As both a writer and a musician, I’m always interested in the ways in which these two art forms can dovetail, feed, and support one another. For several months now, I’ve been planning an online course which I’ll run through my website. Called “Musical Meditations,” this course is meant to support writers in particular, but also artists in general, and anyone who would find some music-inspired creative work helpful to their mindset and well-being.

In today’s post, I’m offering a sample of what the course is meant to do. It’s designed as a group of four sessions which will take place over four weeks, though participants can work at their own speed.

Each session will begin with a recording of selected piano music. Each recording will include multiple pieces, but they will all be by the same composer. Participants will first be asked to listen to the music and free-write, or journal, any response they have to it, or anything it brings to mind. This is the meditative part of the exercise: freeing the mind by letting it go wherever the music leads.

After the free-writing exercise, participants will be given information about the music they just heard. Each of the four course sessions will feature a different composer, belonging to a specific period in musical history and writing in distinctive ways. Participants will learn about the composers’ lives, the stylistic choices they made in their music, and why they wrote the types of works they did.

Participants will then be given a specific writing prompt based on the music they heard. This prompt will in some way tie into the historical period the featured music belongs to, events in the life of the composer, and/or the construction or style of the music. For writers, this prompt may help create a new idea for a story, poem, or essay. For other artists, playing around with the ideas might support work in another art form. For all participants, the prompts are meant as a fun mental exercise to stimulate creativity.

Below, I’ve included a recording of a work by Claude Debussy. Debussy (1862-1918) is a French composer belonging to the Impressionist era in music history, which covers the late 19th and early 20th centuries. Impressionist composers loved to create washes of color in their music by using rich and often dissonant harmonies, and fully exploring the ranges and capabilities of the instruments they wrote for. Their fascination with musical color parallels the interests of Impressionist painters like Monet, who worked during the same time period. Like their colleagues in music, Impressionist painters wanted to create rich palettes in their work, fully exploring the potential of colors and how they could blend in new ways.

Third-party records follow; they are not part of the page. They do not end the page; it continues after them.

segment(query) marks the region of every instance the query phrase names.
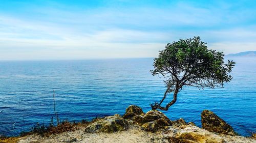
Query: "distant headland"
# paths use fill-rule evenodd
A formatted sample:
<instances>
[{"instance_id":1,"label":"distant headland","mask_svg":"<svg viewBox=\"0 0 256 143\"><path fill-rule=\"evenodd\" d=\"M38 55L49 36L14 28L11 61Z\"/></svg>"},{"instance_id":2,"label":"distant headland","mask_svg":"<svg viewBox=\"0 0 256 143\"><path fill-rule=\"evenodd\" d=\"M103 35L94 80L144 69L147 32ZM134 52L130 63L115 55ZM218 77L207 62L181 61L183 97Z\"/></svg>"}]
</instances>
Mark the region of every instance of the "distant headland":
<instances>
[{"instance_id":1,"label":"distant headland","mask_svg":"<svg viewBox=\"0 0 256 143\"><path fill-rule=\"evenodd\" d=\"M227 54L229 56L256 56L256 51L248 51Z\"/></svg>"}]
</instances>

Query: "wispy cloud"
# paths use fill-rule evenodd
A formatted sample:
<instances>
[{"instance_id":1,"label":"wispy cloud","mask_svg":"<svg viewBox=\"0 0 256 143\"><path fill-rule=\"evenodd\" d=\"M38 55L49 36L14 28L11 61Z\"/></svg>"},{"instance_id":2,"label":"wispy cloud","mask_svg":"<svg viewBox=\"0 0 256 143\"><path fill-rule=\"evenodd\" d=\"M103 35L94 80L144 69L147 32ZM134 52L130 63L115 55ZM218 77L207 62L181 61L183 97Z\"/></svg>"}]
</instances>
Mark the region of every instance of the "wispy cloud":
<instances>
[{"instance_id":1,"label":"wispy cloud","mask_svg":"<svg viewBox=\"0 0 256 143\"><path fill-rule=\"evenodd\" d=\"M0 10L0 60L155 56L167 42L194 36L226 53L256 50L254 7L122 3L19 3L16 13Z\"/></svg>"}]
</instances>

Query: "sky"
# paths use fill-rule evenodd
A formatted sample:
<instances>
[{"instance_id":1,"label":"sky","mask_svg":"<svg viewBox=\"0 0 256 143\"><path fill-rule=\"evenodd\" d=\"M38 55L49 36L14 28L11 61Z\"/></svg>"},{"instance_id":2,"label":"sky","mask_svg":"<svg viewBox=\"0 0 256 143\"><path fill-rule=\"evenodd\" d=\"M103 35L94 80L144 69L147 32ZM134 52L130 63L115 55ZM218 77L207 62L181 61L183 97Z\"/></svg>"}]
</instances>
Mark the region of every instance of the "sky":
<instances>
[{"instance_id":1,"label":"sky","mask_svg":"<svg viewBox=\"0 0 256 143\"><path fill-rule=\"evenodd\" d=\"M256 1L1 1L0 60L156 57L199 36L256 50Z\"/></svg>"}]
</instances>

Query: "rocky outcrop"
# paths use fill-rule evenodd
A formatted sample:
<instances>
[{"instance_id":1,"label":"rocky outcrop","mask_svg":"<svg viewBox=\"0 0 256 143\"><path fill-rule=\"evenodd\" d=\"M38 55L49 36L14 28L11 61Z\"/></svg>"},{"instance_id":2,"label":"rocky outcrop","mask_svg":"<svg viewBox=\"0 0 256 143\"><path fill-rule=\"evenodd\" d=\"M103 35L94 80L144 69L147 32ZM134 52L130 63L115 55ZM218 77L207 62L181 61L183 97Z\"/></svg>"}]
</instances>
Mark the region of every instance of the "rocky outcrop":
<instances>
[{"instance_id":1,"label":"rocky outcrop","mask_svg":"<svg viewBox=\"0 0 256 143\"><path fill-rule=\"evenodd\" d=\"M171 126L163 134L169 142L226 142L221 136L192 125Z\"/></svg>"},{"instance_id":2,"label":"rocky outcrop","mask_svg":"<svg viewBox=\"0 0 256 143\"><path fill-rule=\"evenodd\" d=\"M213 112L205 110L201 114L202 127L209 131L234 135L233 128Z\"/></svg>"},{"instance_id":3,"label":"rocky outcrop","mask_svg":"<svg viewBox=\"0 0 256 143\"><path fill-rule=\"evenodd\" d=\"M128 128L127 122L120 115L108 116L89 125L85 129L88 133L115 132L125 130Z\"/></svg>"},{"instance_id":4,"label":"rocky outcrop","mask_svg":"<svg viewBox=\"0 0 256 143\"><path fill-rule=\"evenodd\" d=\"M155 132L158 129L172 125L171 121L162 112L152 110L144 113L141 108L133 105L126 108L123 118L140 125L141 129L147 131Z\"/></svg>"},{"instance_id":5,"label":"rocky outcrop","mask_svg":"<svg viewBox=\"0 0 256 143\"><path fill-rule=\"evenodd\" d=\"M172 124L173 124L173 125L177 126L181 126L181 125L188 125L196 126L196 124L194 122L190 122L187 123L182 118L180 118L179 120L176 120L172 121Z\"/></svg>"},{"instance_id":6,"label":"rocky outcrop","mask_svg":"<svg viewBox=\"0 0 256 143\"><path fill-rule=\"evenodd\" d=\"M162 112L152 110L143 117L141 124L143 130L155 132L158 129L172 125L170 120Z\"/></svg>"},{"instance_id":7,"label":"rocky outcrop","mask_svg":"<svg viewBox=\"0 0 256 143\"><path fill-rule=\"evenodd\" d=\"M251 133L251 136L249 137L251 138L256 139L256 133Z\"/></svg>"},{"instance_id":8,"label":"rocky outcrop","mask_svg":"<svg viewBox=\"0 0 256 143\"><path fill-rule=\"evenodd\" d=\"M132 119L132 118L136 116L139 116L143 114L143 112L141 107L132 105L130 105L126 109L125 113L123 115L123 118L124 119Z\"/></svg>"}]
</instances>

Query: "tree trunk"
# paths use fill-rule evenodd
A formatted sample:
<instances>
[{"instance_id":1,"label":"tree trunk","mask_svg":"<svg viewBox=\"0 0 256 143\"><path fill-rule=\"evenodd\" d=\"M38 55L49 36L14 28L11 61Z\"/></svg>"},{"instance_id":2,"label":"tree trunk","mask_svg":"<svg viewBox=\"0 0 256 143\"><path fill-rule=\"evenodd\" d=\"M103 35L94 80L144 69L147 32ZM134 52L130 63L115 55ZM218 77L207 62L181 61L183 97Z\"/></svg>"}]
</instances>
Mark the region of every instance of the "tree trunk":
<instances>
[{"instance_id":1,"label":"tree trunk","mask_svg":"<svg viewBox=\"0 0 256 143\"><path fill-rule=\"evenodd\" d=\"M160 106L160 104L158 104L156 103L154 105L151 105L151 107L152 107L152 109L159 109L162 110L167 111L168 110L168 109L169 108L169 107L170 106L172 106L172 105L173 105L174 103L175 103L175 102L176 102L177 95L178 92L179 92L179 89L176 89L175 90L175 91L174 91L174 99L173 99L173 100L171 102L169 102L169 103L168 103L166 105L165 107ZM163 100L163 99L164 99L165 96L164 97L164 98L163 98L162 100ZM162 103L162 100L161 101L161 103Z\"/></svg>"}]
</instances>

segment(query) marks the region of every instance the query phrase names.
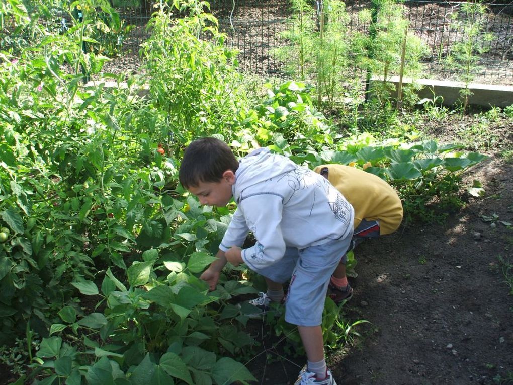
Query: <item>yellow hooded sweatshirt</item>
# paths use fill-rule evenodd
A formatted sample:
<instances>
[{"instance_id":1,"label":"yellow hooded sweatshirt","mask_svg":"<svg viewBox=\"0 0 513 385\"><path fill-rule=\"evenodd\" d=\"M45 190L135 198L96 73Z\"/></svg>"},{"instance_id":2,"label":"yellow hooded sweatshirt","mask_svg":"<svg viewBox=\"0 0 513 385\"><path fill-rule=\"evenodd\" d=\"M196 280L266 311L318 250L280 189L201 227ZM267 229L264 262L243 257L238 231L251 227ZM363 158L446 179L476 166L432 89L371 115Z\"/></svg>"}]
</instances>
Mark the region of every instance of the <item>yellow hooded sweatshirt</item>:
<instances>
[{"instance_id":1,"label":"yellow hooded sweatshirt","mask_svg":"<svg viewBox=\"0 0 513 385\"><path fill-rule=\"evenodd\" d=\"M328 180L354 209L354 228L365 219L378 221L381 235L397 229L403 220L403 206L390 185L374 174L341 164L322 165L313 170L321 174L326 168Z\"/></svg>"}]
</instances>

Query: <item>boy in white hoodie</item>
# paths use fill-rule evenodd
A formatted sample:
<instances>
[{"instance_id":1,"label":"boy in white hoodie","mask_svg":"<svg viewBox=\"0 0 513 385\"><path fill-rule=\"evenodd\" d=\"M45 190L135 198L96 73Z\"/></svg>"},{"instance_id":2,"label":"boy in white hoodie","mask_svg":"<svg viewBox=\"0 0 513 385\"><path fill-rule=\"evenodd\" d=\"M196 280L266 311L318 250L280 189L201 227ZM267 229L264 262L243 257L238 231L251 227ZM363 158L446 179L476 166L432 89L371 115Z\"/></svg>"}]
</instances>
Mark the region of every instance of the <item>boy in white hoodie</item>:
<instances>
[{"instance_id":1,"label":"boy in white hoodie","mask_svg":"<svg viewBox=\"0 0 513 385\"><path fill-rule=\"evenodd\" d=\"M326 367L321 324L330 278L349 246L354 210L327 179L266 148L237 161L213 138L186 149L180 183L202 204L237 209L217 259L200 278L215 289L227 261L244 262L266 278L272 300L284 297L290 279L285 320L298 325L308 362L295 385L336 385ZM256 244L241 249L248 233Z\"/></svg>"}]
</instances>

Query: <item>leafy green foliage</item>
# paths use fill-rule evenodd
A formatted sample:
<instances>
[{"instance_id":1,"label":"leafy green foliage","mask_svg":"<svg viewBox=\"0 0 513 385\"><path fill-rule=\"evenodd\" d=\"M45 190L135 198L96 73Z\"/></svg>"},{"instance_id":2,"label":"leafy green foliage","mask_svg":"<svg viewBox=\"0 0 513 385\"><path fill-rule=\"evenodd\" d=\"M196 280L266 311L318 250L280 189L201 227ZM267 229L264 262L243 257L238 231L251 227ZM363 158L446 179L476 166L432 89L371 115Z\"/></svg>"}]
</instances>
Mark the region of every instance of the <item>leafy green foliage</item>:
<instances>
[{"instance_id":1,"label":"leafy green foliage","mask_svg":"<svg viewBox=\"0 0 513 385\"><path fill-rule=\"evenodd\" d=\"M19 44L0 51L0 342L26 343L26 357L8 357L27 360L21 381L254 379L234 360L253 344L249 310L233 303L256 291L245 268L227 267L211 292L199 278L234 206L202 207L179 185L180 157L193 138L217 136L241 156L266 146L311 167L365 167L399 189L412 215L457 196L460 174L483 159L412 143L406 129L386 143L369 133L344 138L301 82L267 85L267 98L250 105L234 53L202 2L155 13L144 79L82 85L83 69L95 75L106 60L83 50L96 44L95 5L115 18L103 2L84 3L82 20L70 7L72 25L58 33L38 21L48 8L29 15L16 0L2 5ZM141 98L145 83L150 93ZM326 309L323 331L334 346L354 324L329 301ZM275 332L299 341L283 319Z\"/></svg>"},{"instance_id":2,"label":"leafy green foliage","mask_svg":"<svg viewBox=\"0 0 513 385\"><path fill-rule=\"evenodd\" d=\"M489 42L493 39L486 32L488 21L487 6L480 2L462 3L461 10L451 14L455 29L460 34L460 38L450 47L446 58L446 65L452 70L458 70L460 78L465 84L460 93L463 99L462 112L466 111L468 98L472 91L470 83L479 69L480 55L489 49Z\"/></svg>"}]
</instances>

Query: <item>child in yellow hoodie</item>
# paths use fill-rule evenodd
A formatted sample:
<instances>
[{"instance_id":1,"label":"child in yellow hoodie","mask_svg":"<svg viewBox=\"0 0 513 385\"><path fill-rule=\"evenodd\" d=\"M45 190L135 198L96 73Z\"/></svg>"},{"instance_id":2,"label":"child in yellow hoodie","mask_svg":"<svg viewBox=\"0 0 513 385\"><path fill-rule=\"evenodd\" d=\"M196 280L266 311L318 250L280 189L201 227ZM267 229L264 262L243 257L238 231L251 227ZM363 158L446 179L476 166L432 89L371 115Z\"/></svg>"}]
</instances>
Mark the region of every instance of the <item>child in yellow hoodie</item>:
<instances>
[{"instance_id":1,"label":"child in yellow hoodie","mask_svg":"<svg viewBox=\"0 0 513 385\"><path fill-rule=\"evenodd\" d=\"M396 190L383 179L359 168L341 164L318 166L314 171L328 179L354 209L354 231L349 249L365 238L393 233L403 219L403 206ZM329 283L336 303L348 300L353 290L346 275L344 254Z\"/></svg>"}]
</instances>

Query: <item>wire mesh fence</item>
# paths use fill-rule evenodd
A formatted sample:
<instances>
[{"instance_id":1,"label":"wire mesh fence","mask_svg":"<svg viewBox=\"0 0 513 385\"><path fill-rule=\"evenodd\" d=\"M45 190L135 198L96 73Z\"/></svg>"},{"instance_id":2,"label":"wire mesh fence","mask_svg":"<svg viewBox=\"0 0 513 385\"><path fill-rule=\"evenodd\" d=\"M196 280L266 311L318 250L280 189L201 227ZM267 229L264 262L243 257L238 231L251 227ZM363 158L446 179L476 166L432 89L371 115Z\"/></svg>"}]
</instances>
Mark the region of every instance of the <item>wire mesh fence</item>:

In the Debussy recording presented here, you can hear how the composer uses the full range of the piano, and how he creates a lush palette of sound that explores beautiful and startling dissonance. This piece, “Pagodes,” is the first movement of Debussy’s three-movement suite Estampes. The title of the whole work translates literally as “woodcuts” or “etchings,” and in each of the three movements, the composer intends to evoke a specific place, as one might create an image for a picture postcard. The first movement, “Pagodes” (“Pagodas”), evokes an Eastern flavor with the sounds of chimes and gongs.

If you’d like, I invite you to listen to “Pagodes” and, either while listening or afterward, free-write or journal in response to it, letting your mind travel wherever the music leads. I often find this is very helpful for calming and centering the mind, especially in times of stress or agitation. Then I’d invite you to consider the following prompt:

Debussy creates an image of a place he loves, through the use of particular harmonies and musical sounds. Consider a place you know well and can visit in your mind. Evoke it as vividly as you can on paper, using all details that make this place special: not only what you might see or hear there, but what you might taste, touch, or smell. Describe all of this to bring this place to life. [And for writers, the following additional prompt: does this setting suggest any sketch or lead to a story or other piece of written work?]

Over the next couple of weeks, I’ll be putting together the full course on my website, and will post an update or two as it’s getting ready. Meanwhile, I hope you enjoyed today’s sample!